Como decía ayer M. A. Mellado, el único gobierno de unidad nacional que ha estado a punto de llegar al Poder es el que logró reunir Suárez contra sí mismo. Del 23-F al 11-M nos hemos acostumbrado a la conspiración institucional y a la manipulación informativa. En honor de Suárez, que se ahorró el 11-M, cabe decir que la casta política que lo liquidó es la que está liquidando España.

Pedrojota Ramírez en su artículo titulado Suárez o lo nuevo entre lo viejo y lo viejo, comentaba:
Avergüenza oír en estos momentos las loas que dirigen a Suárez quienes controlan a los jueces, eluden la democracia interna, no asumen responsabilidades por la corrupción que han fomentado o comparecen en público sin aceptar preguntas de los medios.
Hay una idea de la conferencia de Ortega aún más contundente que las que reproduje ayer. Según él la «vieja política» ha consistido siempre en sacrificar a «la Nación para el Estado» mientras que la «nueva política» se resume en conseguir que «el Estado sea para la Nación». Esto es lo que pretendió Adolfo Suárez.

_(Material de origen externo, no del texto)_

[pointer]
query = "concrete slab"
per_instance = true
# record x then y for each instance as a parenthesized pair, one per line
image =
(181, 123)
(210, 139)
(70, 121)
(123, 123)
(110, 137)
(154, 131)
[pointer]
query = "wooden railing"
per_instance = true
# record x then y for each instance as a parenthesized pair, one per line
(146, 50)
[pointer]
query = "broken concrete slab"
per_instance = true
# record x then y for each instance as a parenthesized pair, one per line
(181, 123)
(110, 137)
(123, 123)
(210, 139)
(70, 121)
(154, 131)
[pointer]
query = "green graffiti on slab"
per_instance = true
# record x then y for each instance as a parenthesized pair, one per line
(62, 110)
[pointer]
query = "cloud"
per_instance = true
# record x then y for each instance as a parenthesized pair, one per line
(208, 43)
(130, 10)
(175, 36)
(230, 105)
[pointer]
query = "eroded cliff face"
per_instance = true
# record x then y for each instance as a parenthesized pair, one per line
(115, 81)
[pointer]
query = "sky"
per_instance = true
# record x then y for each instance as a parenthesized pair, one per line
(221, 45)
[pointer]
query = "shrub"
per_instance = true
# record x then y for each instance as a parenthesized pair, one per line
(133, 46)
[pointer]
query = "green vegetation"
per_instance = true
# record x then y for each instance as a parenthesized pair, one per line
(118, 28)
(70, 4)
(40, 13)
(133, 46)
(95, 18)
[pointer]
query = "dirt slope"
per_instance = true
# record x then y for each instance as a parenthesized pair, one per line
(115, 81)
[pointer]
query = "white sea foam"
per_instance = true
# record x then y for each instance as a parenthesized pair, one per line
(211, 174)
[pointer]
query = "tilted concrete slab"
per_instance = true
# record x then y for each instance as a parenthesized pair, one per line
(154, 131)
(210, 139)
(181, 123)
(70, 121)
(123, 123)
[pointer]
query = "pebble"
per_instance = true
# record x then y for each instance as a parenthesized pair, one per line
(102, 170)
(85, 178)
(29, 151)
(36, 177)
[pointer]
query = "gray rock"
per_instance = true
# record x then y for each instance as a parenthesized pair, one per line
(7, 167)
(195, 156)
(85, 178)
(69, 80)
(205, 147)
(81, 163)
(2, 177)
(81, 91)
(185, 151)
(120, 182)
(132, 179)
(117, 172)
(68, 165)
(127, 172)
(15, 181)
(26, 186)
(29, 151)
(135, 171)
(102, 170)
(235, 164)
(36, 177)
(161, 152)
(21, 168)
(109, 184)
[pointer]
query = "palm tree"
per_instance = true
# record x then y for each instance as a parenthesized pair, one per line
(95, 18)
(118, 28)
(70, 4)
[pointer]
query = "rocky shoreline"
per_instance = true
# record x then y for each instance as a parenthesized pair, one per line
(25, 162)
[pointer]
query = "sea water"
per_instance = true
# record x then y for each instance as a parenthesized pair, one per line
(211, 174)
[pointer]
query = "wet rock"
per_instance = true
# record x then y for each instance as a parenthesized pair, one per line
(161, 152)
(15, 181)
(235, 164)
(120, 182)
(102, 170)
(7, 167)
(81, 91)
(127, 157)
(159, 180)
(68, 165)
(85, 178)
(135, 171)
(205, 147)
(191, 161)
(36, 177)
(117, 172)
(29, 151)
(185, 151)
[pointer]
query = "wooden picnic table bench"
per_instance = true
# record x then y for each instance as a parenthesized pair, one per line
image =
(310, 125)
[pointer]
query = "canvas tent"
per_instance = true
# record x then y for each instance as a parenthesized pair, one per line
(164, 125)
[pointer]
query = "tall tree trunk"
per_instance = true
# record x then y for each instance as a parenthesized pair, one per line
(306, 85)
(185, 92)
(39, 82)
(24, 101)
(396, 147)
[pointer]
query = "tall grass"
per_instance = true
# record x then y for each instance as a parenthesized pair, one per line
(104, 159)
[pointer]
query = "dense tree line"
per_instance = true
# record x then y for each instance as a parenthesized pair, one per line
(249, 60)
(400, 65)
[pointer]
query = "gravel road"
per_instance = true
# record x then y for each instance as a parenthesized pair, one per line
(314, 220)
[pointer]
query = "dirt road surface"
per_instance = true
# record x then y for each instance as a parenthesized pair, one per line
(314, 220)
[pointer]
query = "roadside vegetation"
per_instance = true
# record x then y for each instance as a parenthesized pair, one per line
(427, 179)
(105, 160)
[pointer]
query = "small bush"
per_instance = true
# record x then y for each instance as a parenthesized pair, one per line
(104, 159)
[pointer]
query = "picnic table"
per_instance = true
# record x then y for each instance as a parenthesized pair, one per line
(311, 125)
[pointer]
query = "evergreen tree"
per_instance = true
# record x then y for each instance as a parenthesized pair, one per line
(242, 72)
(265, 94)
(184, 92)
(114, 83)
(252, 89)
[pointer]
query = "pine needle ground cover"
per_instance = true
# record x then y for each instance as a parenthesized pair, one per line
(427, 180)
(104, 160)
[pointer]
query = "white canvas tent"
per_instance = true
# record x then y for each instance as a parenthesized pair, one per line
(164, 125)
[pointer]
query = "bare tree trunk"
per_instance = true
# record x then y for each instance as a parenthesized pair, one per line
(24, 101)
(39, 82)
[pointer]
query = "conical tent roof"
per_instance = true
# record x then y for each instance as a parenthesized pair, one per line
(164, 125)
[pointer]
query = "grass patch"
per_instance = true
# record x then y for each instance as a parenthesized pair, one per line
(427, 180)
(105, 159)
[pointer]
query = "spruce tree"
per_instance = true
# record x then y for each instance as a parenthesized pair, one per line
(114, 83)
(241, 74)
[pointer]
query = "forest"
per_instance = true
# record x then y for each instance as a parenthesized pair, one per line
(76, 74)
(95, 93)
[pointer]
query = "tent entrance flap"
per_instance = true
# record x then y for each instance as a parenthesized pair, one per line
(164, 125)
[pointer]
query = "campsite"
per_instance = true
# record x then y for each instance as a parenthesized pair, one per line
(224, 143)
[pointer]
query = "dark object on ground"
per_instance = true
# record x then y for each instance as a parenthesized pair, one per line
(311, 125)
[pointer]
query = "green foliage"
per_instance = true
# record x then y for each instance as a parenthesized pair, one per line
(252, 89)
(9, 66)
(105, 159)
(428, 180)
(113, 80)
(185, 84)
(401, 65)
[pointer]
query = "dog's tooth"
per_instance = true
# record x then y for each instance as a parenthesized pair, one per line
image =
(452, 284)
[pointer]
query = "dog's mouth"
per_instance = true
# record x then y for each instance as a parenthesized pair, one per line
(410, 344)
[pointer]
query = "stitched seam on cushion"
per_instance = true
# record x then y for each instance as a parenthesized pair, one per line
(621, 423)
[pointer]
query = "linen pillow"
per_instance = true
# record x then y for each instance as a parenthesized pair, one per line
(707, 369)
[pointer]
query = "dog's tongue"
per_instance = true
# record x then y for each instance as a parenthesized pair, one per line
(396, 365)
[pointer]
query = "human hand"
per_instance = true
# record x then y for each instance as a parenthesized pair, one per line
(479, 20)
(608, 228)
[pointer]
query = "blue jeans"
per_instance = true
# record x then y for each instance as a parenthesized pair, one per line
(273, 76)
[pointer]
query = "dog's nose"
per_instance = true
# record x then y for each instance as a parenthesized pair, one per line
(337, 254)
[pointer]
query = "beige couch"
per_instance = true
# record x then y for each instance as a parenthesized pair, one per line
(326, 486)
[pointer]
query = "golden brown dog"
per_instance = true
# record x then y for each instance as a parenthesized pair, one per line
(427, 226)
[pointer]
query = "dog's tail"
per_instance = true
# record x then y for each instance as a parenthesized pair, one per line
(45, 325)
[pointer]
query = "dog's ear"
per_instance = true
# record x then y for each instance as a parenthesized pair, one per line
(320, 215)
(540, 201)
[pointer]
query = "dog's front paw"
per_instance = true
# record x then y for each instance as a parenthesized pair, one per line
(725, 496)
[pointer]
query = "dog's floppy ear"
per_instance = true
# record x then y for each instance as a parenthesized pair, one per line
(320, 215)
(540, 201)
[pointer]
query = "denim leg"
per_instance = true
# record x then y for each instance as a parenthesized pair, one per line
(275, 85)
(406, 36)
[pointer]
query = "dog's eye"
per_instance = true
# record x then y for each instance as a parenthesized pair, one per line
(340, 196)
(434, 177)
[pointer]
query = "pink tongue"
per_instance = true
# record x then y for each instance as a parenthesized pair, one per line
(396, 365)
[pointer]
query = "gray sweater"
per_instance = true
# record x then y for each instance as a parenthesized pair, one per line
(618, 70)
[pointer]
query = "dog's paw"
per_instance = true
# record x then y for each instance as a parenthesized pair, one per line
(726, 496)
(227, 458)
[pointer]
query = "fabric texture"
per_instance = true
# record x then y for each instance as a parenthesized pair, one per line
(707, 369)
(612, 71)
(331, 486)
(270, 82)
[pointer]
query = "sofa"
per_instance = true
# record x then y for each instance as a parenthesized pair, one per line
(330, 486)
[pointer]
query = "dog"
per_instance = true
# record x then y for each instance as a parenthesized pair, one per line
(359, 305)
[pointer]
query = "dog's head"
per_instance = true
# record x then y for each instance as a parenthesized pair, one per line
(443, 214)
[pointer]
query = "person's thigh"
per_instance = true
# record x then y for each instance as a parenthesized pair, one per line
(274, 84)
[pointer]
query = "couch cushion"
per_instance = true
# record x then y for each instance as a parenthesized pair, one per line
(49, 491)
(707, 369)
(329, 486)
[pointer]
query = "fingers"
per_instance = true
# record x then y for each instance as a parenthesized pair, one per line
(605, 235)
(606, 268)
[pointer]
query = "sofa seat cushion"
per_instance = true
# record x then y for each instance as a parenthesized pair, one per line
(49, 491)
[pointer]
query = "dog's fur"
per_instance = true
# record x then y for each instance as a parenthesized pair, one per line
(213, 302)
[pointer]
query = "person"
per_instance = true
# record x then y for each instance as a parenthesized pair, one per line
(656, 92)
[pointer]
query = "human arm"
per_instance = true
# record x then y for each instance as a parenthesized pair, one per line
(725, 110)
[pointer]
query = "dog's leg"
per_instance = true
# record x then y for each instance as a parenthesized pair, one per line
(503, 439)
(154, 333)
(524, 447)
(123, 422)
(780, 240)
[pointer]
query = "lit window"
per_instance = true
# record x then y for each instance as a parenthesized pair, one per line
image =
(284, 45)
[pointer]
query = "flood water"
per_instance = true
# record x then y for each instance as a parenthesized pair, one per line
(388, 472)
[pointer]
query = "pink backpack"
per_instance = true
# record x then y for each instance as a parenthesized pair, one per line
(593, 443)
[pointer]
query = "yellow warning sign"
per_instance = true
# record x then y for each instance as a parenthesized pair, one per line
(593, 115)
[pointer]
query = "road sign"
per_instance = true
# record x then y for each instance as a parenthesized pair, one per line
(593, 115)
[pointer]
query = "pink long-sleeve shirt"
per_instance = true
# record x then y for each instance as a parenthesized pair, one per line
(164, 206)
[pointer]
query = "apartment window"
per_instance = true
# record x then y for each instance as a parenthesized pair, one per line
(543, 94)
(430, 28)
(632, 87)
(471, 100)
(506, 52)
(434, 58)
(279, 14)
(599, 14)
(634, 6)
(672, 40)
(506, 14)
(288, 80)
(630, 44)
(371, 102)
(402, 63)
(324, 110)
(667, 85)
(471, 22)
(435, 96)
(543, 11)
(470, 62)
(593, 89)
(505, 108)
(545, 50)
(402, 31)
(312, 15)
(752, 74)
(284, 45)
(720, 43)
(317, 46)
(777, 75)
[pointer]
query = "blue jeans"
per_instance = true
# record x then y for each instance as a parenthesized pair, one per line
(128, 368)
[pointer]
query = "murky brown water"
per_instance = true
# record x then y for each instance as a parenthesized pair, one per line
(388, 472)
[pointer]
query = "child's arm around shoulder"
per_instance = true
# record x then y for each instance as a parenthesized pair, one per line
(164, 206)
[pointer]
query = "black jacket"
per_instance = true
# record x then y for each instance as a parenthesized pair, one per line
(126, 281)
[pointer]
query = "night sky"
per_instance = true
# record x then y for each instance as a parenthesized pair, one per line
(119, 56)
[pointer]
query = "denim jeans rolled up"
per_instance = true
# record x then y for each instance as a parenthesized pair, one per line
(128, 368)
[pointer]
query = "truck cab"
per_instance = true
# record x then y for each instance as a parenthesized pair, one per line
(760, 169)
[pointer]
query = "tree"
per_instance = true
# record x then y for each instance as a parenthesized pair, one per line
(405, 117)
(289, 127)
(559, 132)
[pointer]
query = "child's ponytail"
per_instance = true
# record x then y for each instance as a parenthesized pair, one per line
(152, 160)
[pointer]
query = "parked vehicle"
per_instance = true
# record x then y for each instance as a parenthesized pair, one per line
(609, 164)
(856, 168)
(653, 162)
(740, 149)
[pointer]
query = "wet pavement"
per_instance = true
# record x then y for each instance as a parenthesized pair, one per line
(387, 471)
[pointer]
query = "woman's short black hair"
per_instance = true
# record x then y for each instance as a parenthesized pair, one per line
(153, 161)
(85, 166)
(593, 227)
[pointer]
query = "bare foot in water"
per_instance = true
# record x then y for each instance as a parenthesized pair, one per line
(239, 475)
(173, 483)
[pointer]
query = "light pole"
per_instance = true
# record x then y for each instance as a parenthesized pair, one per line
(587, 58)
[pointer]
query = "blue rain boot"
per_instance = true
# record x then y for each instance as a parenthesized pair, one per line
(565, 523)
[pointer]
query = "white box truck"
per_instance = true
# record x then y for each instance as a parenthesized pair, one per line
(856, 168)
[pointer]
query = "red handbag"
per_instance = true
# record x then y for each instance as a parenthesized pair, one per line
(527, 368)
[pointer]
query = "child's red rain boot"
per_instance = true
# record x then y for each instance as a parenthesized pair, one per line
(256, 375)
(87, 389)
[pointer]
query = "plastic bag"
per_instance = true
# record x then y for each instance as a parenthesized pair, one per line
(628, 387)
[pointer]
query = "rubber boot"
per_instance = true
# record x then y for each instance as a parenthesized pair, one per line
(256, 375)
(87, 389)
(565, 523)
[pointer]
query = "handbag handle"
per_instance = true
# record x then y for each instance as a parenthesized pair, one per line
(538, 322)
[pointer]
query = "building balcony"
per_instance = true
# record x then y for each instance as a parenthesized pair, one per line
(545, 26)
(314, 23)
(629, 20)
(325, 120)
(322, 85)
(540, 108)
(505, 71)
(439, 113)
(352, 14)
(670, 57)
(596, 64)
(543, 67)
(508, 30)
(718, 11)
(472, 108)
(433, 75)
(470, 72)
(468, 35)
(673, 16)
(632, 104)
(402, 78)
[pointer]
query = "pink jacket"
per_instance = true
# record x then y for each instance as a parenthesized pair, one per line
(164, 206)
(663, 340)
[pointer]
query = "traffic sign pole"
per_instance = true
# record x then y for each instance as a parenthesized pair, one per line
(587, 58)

Y después de él nadie.

Es evidente que, con independencia de todos los artículos, noticias y portadas en prensa, de estos días, la ciudadanía española ha sabido dar un sentido pésame por la muerte de Adolfo Suárez. Si recopiláramos todas las manifestaciones de cuantos ciudadanos se han expresado en los medios públicos y en las redes sociales, podríamos concluir que el sentir de los españoles en general ha sido un mensaje a los actuales gobernantes: que copien de Adolfo Suárez para resolver los problemas de España.